The cash assistance benefits that some poor families receive through the Temporary Assistance for Needy Families (TANF) program are already low, as states have allowed inflation to erode their value over time. Now, other support that many of these same families receive is poised to fall, too, when a temporary increase in SNAP (Supplemental Nutrition Assistance Program, formerly food stamps) benefits ends next week.
As we explain in our updated analysis of state TANF programs, TANF’s benefits are worth at least 20 percent less than they were in 1996 in 37 states, after adjusting for inflation. In every state, a family of three with no other cash income other than TANF falls below 50 percent of the federal poverty line.

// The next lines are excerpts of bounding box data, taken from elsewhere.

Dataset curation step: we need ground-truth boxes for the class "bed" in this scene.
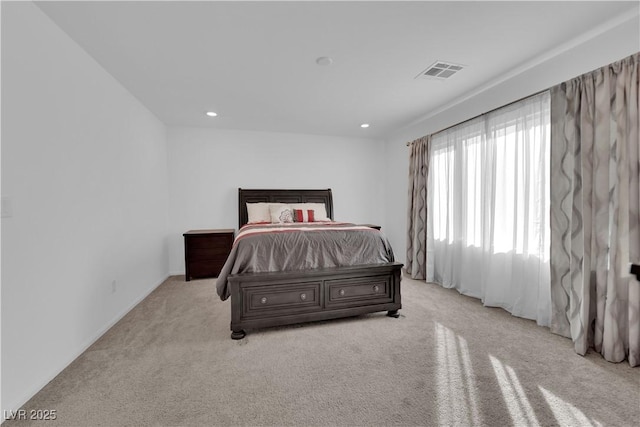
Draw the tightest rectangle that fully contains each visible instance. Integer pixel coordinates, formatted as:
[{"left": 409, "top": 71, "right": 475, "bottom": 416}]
[{"left": 216, "top": 188, "right": 402, "bottom": 339}]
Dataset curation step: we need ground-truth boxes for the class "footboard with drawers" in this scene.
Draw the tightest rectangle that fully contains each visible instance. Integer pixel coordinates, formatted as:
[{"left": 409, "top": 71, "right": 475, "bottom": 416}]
[{"left": 229, "top": 263, "right": 402, "bottom": 339}]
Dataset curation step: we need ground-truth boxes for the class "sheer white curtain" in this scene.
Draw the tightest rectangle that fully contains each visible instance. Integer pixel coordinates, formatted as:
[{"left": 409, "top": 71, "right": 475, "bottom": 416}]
[{"left": 427, "top": 92, "right": 551, "bottom": 326}]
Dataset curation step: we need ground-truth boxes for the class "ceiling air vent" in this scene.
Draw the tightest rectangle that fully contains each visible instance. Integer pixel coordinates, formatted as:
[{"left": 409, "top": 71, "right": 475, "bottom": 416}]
[{"left": 416, "top": 61, "right": 464, "bottom": 80}]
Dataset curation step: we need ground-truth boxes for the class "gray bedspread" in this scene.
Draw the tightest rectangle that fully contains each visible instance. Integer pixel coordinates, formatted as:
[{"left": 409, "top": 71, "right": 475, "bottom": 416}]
[{"left": 216, "top": 223, "right": 394, "bottom": 301}]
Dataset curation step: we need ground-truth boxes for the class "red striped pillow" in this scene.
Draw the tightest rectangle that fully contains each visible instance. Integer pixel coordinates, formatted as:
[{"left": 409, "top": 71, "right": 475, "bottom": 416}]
[{"left": 293, "top": 209, "right": 315, "bottom": 222}]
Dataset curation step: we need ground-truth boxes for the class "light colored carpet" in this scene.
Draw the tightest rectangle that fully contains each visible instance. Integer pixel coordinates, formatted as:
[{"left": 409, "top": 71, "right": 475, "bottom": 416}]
[{"left": 4, "top": 277, "right": 640, "bottom": 427}]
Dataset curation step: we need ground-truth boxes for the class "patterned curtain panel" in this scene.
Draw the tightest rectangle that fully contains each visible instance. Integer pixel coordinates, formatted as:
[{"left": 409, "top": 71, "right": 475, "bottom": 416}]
[
  {"left": 551, "top": 54, "right": 640, "bottom": 366},
  {"left": 405, "top": 136, "right": 431, "bottom": 280}
]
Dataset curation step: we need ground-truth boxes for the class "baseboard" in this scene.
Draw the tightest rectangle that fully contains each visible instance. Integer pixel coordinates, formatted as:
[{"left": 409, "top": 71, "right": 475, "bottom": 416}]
[{"left": 0, "top": 273, "right": 170, "bottom": 424}]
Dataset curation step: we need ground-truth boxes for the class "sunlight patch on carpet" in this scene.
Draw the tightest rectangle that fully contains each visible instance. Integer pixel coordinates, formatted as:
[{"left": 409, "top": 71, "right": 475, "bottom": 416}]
[
  {"left": 538, "top": 386, "right": 602, "bottom": 427},
  {"left": 489, "top": 355, "right": 540, "bottom": 426},
  {"left": 436, "top": 323, "right": 483, "bottom": 426}
]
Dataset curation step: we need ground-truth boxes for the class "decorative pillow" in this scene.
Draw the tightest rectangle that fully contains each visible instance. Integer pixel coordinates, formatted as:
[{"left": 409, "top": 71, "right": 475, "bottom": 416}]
[
  {"left": 269, "top": 205, "right": 293, "bottom": 224},
  {"left": 293, "top": 209, "right": 315, "bottom": 222},
  {"left": 289, "top": 203, "right": 331, "bottom": 221},
  {"left": 247, "top": 202, "right": 284, "bottom": 224}
]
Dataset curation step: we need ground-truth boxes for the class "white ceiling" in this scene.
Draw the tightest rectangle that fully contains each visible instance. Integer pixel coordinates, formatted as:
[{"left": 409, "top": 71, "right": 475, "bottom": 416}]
[{"left": 37, "top": 1, "right": 639, "bottom": 138}]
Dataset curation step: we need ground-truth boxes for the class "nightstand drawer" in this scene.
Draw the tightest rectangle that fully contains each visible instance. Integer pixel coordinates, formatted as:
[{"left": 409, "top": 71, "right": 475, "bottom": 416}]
[
  {"left": 189, "top": 234, "right": 233, "bottom": 252},
  {"left": 187, "top": 258, "right": 226, "bottom": 280},
  {"left": 189, "top": 246, "right": 229, "bottom": 261}
]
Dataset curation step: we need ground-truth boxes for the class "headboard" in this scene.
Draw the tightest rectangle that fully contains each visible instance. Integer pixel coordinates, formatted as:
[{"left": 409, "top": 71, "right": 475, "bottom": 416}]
[{"left": 238, "top": 188, "right": 333, "bottom": 227}]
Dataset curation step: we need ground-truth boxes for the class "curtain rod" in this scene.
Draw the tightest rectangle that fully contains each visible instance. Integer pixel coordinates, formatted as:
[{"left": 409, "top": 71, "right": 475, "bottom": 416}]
[{"left": 407, "top": 88, "right": 551, "bottom": 147}]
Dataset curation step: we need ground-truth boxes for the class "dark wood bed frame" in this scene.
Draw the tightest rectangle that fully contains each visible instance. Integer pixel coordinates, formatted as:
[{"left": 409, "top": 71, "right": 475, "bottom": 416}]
[{"left": 229, "top": 188, "right": 402, "bottom": 339}]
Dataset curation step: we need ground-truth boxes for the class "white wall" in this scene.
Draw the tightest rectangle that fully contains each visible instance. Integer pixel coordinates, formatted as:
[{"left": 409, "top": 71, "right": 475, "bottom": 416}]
[
  {"left": 385, "top": 15, "right": 640, "bottom": 262},
  {"left": 2, "top": 2, "right": 168, "bottom": 411},
  {"left": 168, "top": 128, "right": 385, "bottom": 274}
]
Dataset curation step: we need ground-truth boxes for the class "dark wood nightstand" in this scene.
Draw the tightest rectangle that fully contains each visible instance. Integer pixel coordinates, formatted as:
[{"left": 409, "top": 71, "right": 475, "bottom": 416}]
[{"left": 183, "top": 229, "right": 235, "bottom": 282}]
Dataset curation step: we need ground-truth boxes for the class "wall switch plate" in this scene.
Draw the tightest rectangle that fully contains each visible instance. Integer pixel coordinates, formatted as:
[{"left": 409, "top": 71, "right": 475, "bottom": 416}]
[{"left": 0, "top": 196, "right": 13, "bottom": 218}]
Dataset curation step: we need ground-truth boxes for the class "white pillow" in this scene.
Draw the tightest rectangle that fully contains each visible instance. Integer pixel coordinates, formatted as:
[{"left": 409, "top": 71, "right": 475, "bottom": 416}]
[
  {"left": 269, "top": 205, "right": 293, "bottom": 224},
  {"left": 247, "top": 202, "right": 284, "bottom": 224},
  {"left": 289, "top": 203, "right": 331, "bottom": 221}
]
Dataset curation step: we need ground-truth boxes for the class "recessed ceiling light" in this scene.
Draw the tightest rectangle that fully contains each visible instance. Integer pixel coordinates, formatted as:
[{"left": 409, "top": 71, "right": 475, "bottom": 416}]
[{"left": 316, "top": 56, "right": 333, "bottom": 67}]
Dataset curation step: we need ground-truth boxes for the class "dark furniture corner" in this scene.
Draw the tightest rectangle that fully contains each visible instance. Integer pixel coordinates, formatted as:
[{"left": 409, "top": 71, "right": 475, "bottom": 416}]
[{"left": 183, "top": 229, "right": 235, "bottom": 282}]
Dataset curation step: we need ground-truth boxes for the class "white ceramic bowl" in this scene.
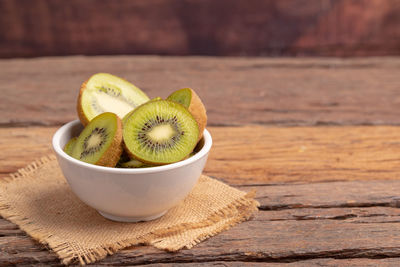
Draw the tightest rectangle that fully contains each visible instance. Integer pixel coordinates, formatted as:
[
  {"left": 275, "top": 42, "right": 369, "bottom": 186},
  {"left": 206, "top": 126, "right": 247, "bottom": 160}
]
[{"left": 53, "top": 120, "right": 212, "bottom": 222}]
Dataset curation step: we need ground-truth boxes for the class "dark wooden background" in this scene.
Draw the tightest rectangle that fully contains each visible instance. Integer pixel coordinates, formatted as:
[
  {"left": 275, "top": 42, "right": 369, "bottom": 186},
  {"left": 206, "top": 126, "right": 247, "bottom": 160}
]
[{"left": 0, "top": 0, "right": 400, "bottom": 58}]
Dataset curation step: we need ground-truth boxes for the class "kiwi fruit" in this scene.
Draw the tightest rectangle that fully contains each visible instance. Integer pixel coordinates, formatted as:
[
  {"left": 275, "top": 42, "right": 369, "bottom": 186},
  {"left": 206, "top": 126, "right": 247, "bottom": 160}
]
[
  {"left": 64, "top": 137, "right": 78, "bottom": 156},
  {"left": 167, "top": 88, "right": 207, "bottom": 140},
  {"left": 120, "top": 159, "right": 148, "bottom": 168},
  {"left": 122, "top": 96, "right": 162, "bottom": 124},
  {"left": 116, "top": 151, "right": 147, "bottom": 168},
  {"left": 123, "top": 100, "right": 199, "bottom": 165},
  {"left": 77, "top": 73, "right": 149, "bottom": 125},
  {"left": 71, "top": 112, "right": 123, "bottom": 167}
]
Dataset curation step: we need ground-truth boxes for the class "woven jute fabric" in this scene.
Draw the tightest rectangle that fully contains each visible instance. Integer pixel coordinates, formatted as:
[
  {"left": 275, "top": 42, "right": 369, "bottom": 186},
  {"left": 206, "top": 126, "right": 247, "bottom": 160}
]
[{"left": 0, "top": 156, "right": 258, "bottom": 264}]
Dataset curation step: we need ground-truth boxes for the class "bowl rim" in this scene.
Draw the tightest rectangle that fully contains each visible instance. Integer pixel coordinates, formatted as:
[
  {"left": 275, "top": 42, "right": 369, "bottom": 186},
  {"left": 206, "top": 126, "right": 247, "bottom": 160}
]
[{"left": 52, "top": 120, "right": 212, "bottom": 174}]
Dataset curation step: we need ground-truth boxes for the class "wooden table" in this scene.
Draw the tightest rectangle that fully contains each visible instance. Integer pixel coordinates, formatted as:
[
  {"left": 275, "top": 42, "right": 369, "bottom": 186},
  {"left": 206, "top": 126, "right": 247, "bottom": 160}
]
[{"left": 0, "top": 56, "right": 400, "bottom": 266}]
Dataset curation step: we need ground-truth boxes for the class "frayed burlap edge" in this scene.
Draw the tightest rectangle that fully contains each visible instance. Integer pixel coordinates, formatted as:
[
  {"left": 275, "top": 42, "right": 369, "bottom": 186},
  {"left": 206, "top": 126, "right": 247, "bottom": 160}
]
[{"left": 0, "top": 155, "right": 260, "bottom": 265}]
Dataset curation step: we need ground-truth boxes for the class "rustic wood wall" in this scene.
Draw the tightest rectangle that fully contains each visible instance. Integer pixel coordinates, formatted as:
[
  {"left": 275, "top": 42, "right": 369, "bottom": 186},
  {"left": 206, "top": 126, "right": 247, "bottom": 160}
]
[{"left": 0, "top": 0, "right": 400, "bottom": 58}]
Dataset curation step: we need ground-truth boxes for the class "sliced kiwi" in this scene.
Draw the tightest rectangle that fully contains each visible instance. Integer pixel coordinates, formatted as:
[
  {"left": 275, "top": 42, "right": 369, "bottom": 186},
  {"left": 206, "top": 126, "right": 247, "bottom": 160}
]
[
  {"left": 77, "top": 73, "right": 149, "bottom": 125},
  {"left": 121, "top": 159, "right": 148, "bottom": 168},
  {"left": 116, "top": 152, "right": 147, "bottom": 168},
  {"left": 167, "top": 88, "right": 207, "bottom": 140},
  {"left": 122, "top": 96, "right": 162, "bottom": 124},
  {"left": 71, "top": 112, "right": 123, "bottom": 167},
  {"left": 123, "top": 100, "right": 199, "bottom": 165},
  {"left": 64, "top": 137, "right": 78, "bottom": 156}
]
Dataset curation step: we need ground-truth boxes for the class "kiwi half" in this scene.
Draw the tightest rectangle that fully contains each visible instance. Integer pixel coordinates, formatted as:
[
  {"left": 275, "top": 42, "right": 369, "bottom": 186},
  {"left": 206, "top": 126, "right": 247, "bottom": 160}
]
[
  {"left": 64, "top": 137, "right": 78, "bottom": 156},
  {"left": 123, "top": 100, "right": 199, "bottom": 165},
  {"left": 167, "top": 88, "right": 207, "bottom": 140},
  {"left": 71, "top": 112, "right": 123, "bottom": 167},
  {"left": 77, "top": 73, "right": 149, "bottom": 125}
]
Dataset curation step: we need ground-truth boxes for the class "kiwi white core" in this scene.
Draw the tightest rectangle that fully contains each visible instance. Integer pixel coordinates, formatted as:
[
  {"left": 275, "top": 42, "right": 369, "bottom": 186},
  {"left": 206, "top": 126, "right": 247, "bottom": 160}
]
[
  {"left": 92, "top": 90, "right": 134, "bottom": 118},
  {"left": 81, "top": 73, "right": 150, "bottom": 121},
  {"left": 147, "top": 124, "right": 177, "bottom": 142},
  {"left": 87, "top": 134, "right": 102, "bottom": 149}
]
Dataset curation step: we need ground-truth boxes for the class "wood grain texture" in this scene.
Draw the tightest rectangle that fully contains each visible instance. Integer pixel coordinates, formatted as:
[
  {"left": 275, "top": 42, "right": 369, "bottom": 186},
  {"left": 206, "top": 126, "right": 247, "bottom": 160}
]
[
  {"left": 0, "top": 0, "right": 400, "bottom": 57},
  {"left": 0, "top": 126, "right": 400, "bottom": 185},
  {"left": 0, "top": 180, "right": 400, "bottom": 266},
  {"left": 0, "top": 56, "right": 400, "bottom": 127}
]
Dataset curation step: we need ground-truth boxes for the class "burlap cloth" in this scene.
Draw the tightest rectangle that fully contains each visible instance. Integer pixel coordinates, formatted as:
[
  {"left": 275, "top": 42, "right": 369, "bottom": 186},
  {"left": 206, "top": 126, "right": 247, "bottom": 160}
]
[{"left": 0, "top": 156, "right": 258, "bottom": 264}]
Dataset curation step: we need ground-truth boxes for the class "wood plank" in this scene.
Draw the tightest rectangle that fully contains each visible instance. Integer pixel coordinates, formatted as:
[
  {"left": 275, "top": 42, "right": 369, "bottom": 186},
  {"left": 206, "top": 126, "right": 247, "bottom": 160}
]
[
  {"left": 0, "top": 0, "right": 400, "bottom": 57},
  {"left": 0, "top": 126, "right": 400, "bottom": 185},
  {"left": 0, "top": 180, "right": 400, "bottom": 266},
  {"left": 0, "top": 56, "right": 400, "bottom": 126}
]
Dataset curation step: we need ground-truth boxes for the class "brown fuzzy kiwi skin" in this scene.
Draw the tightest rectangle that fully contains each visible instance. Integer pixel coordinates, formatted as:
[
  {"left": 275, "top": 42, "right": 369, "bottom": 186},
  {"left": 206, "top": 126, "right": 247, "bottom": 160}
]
[
  {"left": 188, "top": 88, "right": 207, "bottom": 141},
  {"left": 76, "top": 80, "right": 89, "bottom": 126},
  {"left": 96, "top": 116, "right": 123, "bottom": 167}
]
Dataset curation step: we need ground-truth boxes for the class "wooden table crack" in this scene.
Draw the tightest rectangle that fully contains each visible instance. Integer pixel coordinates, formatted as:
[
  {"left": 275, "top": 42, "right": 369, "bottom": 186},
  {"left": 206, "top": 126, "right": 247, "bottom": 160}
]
[{"left": 0, "top": 56, "right": 400, "bottom": 267}]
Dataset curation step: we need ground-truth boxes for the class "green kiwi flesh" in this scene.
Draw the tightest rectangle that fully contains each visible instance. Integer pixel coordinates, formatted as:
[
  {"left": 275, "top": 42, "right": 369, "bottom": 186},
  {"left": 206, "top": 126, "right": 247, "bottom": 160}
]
[
  {"left": 123, "top": 100, "right": 199, "bottom": 165},
  {"left": 167, "top": 88, "right": 192, "bottom": 108},
  {"left": 64, "top": 137, "right": 78, "bottom": 156},
  {"left": 122, "top": 96, "right": 162, "bottom": 124},
  {"left": 78, "top": 73, "right": 149, "bottom": 125},
  {"left": 71, "top": 112, "right": 122, "bottom": 167},
  {"left": 120, "top": 159, "right": 148, "bottom": 168}
]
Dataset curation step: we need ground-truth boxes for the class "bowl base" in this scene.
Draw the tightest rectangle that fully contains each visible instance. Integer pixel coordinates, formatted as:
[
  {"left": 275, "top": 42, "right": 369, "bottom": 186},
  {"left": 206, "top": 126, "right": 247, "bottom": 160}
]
[{"left": 98, "top": 210, "right": 167, "bottom": 222}]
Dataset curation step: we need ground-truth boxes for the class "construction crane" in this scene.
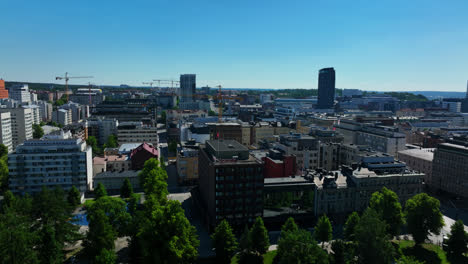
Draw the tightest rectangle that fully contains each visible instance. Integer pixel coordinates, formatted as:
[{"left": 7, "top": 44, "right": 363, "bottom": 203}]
[
  {"left": 142, "top": 82, "right": 154, "bottom": 89},
  {"left": 55, "top": 72, "right": 94, "bottom": 102}
]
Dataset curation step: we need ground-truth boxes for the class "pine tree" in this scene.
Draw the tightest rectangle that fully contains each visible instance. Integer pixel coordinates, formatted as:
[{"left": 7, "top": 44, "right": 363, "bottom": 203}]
[
  {"left": 314, "top": 215, "right": 332, "bottom": 248},
  {"left": 94, "top": 183, "right": 107, "bottom": 200},
  {"left": 120, "top": 178, "right": 133, "bottom": 198},
  {"left": 249, "top": 217, "right": 270, "bottom": 255},
  {"left": 67, "top": 185, "right": 81, "bottom": 207},
  {"left": 211, "top": 219, "right": 238, "bottom": 263}
]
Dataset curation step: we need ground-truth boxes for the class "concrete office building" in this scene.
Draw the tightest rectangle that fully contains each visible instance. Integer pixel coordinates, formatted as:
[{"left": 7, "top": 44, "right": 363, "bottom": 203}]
[
  {"left": 180, "top": 74, "right": 196, "bottom": 103},
  {"left": 0, "top": 112, "right": 13, "bottom": 153},
  {"left": 52, "top": 109, "right": 72, "bottom": 126},
  {"left": 317, "top": 68, "right": 335, "bottom": 109},
  {"left": 8, "top": 132, "right": 93, "bottom": 194},
  {"left": 9, "top": 84, "right": 31, "bottom": 104},
  {"left": 37, "top": 101, "right": 53, "bottom": 121},
  {"left": 431, "top": 143, "right": 468, "bottom": 197},
  {"left": 398, "top": 148, "right": 434, "bottom": 188},
  {"left": 22, "top": 105, "right": 42, "bottom": 125},
  {"left": 0, "top": 108, "right": 33, "bottom": 149},
  {"left": 198, "top": 140, "right": 263, "bottom": 228},
  {"left": 117, "top": 122, "right": 158, "bottom": 146}
]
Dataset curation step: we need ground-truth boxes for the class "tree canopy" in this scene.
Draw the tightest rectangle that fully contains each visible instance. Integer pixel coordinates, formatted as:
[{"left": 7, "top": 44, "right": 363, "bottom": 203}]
[
  {"left": 355, "top": 208, "right": 394, "bottom": 264},
  {"left": 369, "top": 187, "right": 404, "bottom": 236},
  {"left": 314, "top": 215, "right": 332, "bottom": 246},
  {"left": 405, "top": 193, "right": 444, "bottom": 244},
  {"left": 211, "top": 219, "right": 238, "bottom": 263}
]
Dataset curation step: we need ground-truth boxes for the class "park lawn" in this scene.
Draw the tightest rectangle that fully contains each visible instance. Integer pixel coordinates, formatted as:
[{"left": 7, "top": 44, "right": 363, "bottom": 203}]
[
  {"left": 397, "top": 240, "right": 450, "bottom": 264},
  {"left": 231, "top": 250, "right": 277, "bottom": 264}
]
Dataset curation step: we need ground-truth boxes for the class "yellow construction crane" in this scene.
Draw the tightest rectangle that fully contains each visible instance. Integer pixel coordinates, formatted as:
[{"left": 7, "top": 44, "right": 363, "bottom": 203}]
[{"left": 55, "top": 72, "right": 94, "bottom": 102}]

Many TANF families — about 81 percent — receive SNAP benefits, which provide them with critical nutrition support. But even the combination of the two programs doesn’t lift these families above the poverty line (see chart).
The coming SNAP cut will make it even harder for these families to meet their basic needs. The 2009 Recovery Act’s temporary boost to SNAP benefits, which will end on November 1, will cut benefits for every SNAP household. For a family of three, the cut will be $29 a month — or $319 over the remaining 11 months of the fiscal year.
That cut will more than wipe out even the small TANF benefit gains that seven states have already implemented this year. (Maryland is implementing a TANF increase of $48 for a family of three as of November 1.) These are serious losses, especially in light of the already very low basic SNAP — and TANF — benefits.